Step R7 — Update specs/rejected/INDEX.md
INDEX.md is a single markdown table listing every rejected spec across every domain folder. Schema:
| Column | Source | Notes |
|---|
| Spec | The spec's H1 title (or the YAML title if there is no H1). Linked to the moved file. | Use a relative markdown link from specs/rejected/INDEX.md. |
| Domain | The Rock domain in release-note casing (Core, Lava, CRM, Check-in, ...). | Human-readable form. The folder itself is lowercase. |
| Author | The author: value from the spec's YAML frontmatter. | The original proposer. |
| Summary | The summary: value from the spec's YAML frontmatter. | One-liner. |
| Rejected On | The ISO date from the appended Rejection section. | YYYY-MM-DD. |
| Rejection Reason | A short paraphrase of the appended Rejection section, fitting one row. | One sentence. The full reason lives in the spec; the index is a quick scan. |
If INDEX.md does not yet exist, create it with this header:
# Rejected Specs Index
This index lists every spec that has been moved into `specs/rejected/`. It is maintained by the `spec` skill, please do not edit by hand. Specs land here when a proposal is dismissed; the goal is to preserve the historical reasoning so future contributors can find it before re-proposing the same idea.
| Spec | Domain | Author | Summary | Rejected On | Rejection Reason |
|------|--------|--------|---------|-------------|------------------|
Append the new row at the bottom. Do not re-sort existing rows.
If a row for this spec already exists in the index (e.g. the user is updating a previously-rejected spec), update the existing row in place rather than adding a duplicate.
Step R8 — Confirm
After moving and indexing:
- State the new path of the spec.
- State that
INDEX.md has been updated.
- State the rejection reason captured (one line).
- Stop. Do not paste the spec or index back into chat.
Rejection mode rules
- Never edit the body of the spec other than appending the Rejection section. The proposal must be preserved verbatim so future readers see what was actually proposed.
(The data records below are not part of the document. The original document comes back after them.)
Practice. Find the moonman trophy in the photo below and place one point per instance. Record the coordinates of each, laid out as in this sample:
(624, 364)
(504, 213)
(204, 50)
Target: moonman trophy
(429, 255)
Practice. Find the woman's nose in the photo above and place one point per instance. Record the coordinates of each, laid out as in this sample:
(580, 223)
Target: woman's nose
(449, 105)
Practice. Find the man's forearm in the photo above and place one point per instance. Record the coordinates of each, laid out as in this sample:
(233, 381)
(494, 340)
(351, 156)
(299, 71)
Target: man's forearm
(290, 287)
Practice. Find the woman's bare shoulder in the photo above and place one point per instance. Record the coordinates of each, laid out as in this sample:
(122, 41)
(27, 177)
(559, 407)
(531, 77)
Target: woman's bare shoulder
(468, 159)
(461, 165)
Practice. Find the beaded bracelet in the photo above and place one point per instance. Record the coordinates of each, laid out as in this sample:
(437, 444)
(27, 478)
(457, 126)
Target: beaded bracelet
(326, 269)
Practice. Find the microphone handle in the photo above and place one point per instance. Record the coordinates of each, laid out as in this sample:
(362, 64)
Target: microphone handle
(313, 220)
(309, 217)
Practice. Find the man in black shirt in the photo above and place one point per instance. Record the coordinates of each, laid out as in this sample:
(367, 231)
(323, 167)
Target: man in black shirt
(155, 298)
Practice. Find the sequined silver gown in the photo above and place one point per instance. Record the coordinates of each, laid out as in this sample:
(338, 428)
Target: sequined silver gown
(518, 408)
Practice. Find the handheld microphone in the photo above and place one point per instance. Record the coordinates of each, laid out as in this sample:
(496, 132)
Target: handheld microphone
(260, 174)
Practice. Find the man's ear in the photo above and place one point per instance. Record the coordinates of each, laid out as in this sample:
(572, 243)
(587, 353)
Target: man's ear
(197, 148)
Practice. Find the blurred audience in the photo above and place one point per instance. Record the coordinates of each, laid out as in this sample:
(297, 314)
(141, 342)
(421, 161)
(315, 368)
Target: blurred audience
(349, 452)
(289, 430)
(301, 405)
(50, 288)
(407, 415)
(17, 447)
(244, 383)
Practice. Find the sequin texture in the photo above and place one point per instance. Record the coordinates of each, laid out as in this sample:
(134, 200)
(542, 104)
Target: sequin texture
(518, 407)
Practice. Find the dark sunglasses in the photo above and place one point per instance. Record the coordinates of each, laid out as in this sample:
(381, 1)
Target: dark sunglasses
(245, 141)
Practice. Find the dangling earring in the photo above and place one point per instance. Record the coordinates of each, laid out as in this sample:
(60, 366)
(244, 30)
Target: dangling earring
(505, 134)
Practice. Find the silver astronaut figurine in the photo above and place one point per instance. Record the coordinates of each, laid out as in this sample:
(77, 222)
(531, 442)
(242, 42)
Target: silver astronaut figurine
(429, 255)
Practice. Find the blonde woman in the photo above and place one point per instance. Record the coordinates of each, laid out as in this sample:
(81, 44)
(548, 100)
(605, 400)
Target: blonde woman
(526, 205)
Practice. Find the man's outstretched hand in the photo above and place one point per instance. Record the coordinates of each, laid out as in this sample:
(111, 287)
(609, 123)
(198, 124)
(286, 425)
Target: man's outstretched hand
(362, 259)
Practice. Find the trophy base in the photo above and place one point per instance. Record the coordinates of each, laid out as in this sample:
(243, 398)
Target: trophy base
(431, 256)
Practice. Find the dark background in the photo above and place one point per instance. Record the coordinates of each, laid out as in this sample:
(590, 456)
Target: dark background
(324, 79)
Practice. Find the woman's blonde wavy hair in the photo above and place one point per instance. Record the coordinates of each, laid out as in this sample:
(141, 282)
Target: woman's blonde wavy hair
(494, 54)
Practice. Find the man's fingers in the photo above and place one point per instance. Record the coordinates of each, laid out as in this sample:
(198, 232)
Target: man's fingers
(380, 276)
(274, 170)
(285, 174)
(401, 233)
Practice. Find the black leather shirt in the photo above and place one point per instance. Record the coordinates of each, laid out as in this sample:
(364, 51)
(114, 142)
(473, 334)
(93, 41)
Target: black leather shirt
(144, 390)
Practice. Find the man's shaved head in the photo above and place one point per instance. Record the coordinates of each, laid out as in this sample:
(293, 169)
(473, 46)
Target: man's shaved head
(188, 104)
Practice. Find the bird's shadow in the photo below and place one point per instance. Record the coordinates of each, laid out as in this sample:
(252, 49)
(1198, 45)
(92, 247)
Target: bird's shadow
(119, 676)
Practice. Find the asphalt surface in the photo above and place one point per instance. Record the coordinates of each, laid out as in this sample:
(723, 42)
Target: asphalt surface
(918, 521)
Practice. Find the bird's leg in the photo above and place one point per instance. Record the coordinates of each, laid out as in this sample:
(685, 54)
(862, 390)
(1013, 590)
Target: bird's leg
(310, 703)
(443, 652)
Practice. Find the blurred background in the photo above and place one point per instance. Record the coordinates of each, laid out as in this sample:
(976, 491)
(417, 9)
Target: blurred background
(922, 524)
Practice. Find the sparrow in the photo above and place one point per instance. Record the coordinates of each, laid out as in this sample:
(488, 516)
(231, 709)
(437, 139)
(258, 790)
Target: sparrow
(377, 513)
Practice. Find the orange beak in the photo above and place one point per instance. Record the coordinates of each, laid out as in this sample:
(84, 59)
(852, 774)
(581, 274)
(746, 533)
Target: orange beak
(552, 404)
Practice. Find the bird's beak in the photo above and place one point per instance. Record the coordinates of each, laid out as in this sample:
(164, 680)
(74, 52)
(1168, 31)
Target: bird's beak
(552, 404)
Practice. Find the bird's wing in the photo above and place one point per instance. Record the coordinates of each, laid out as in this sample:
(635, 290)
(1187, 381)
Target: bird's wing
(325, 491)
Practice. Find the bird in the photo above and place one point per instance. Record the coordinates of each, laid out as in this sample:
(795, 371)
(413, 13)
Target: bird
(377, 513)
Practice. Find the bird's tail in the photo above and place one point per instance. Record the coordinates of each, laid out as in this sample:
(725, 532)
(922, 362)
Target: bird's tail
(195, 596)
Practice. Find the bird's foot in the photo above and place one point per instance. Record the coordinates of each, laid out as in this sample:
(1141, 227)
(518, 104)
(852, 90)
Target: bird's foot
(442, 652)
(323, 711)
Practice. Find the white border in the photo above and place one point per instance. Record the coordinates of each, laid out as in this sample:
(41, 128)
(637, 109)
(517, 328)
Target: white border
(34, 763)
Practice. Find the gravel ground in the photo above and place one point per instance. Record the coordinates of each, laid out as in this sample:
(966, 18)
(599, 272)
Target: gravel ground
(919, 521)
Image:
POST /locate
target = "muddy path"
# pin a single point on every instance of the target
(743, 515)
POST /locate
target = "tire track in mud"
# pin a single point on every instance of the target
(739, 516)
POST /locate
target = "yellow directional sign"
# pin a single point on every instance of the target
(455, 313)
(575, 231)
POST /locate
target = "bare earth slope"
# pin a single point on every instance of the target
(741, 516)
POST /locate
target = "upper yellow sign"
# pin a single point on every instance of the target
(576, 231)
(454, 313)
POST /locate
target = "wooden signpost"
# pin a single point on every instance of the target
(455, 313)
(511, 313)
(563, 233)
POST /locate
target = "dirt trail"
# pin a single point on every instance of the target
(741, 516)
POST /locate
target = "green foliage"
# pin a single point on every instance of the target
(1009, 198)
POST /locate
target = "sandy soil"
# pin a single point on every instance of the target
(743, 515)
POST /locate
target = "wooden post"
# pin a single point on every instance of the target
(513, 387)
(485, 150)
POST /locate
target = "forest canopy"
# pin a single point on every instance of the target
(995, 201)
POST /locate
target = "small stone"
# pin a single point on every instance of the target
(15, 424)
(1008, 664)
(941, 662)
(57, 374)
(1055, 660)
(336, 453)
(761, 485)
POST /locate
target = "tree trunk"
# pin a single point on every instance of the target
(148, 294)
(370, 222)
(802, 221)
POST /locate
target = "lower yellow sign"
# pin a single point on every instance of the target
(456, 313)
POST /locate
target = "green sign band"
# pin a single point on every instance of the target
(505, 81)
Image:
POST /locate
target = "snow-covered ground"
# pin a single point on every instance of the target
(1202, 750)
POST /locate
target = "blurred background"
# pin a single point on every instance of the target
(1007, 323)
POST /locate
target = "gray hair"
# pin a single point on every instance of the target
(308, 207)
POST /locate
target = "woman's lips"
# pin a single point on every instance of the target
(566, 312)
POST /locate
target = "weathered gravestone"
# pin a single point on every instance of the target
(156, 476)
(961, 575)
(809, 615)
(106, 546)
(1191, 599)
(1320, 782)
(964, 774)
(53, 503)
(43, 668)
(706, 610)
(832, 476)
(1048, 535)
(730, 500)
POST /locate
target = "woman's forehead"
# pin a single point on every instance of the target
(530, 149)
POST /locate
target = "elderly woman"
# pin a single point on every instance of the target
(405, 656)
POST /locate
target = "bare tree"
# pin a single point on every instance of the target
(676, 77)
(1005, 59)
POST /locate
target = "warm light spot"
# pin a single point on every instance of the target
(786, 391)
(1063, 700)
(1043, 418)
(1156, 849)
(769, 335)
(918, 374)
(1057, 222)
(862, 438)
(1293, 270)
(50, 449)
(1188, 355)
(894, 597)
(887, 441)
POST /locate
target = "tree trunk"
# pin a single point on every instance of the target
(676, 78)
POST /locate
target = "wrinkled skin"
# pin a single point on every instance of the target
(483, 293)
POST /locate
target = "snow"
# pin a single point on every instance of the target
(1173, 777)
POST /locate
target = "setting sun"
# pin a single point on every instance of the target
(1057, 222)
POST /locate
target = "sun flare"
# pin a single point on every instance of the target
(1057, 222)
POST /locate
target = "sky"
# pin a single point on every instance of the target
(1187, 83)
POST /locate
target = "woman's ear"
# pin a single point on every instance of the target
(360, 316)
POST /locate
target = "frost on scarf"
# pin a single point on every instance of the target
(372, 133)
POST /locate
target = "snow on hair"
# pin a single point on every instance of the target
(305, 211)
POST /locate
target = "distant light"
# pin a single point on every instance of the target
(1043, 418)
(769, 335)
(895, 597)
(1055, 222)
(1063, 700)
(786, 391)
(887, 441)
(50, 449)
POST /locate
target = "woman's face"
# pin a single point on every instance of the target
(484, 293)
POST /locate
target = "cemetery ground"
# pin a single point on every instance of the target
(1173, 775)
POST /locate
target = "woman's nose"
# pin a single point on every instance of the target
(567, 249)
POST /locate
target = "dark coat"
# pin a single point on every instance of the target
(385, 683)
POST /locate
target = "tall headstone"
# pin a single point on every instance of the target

- Never delete a rejected spec. Rejection always means "move and index", not "remove."
- If the spec is already in
specs/rejected/, do nothing and tell the user. Do not re-move or re-index.
- If the user explicitly asks to revert a rejection (move from
rejected/ back to specs/), do it: remove the appended Rejection section, move the file back to specs/, and remove the row from INDEX.md.
- Rejection differs from completion. A completed spec shipped; a rejected spec was decided against. Do not conflate the two paths. If the user uses ambiguous language ("the spec is done"), ask whether they mean completed (shipped) or rejected (won't fix).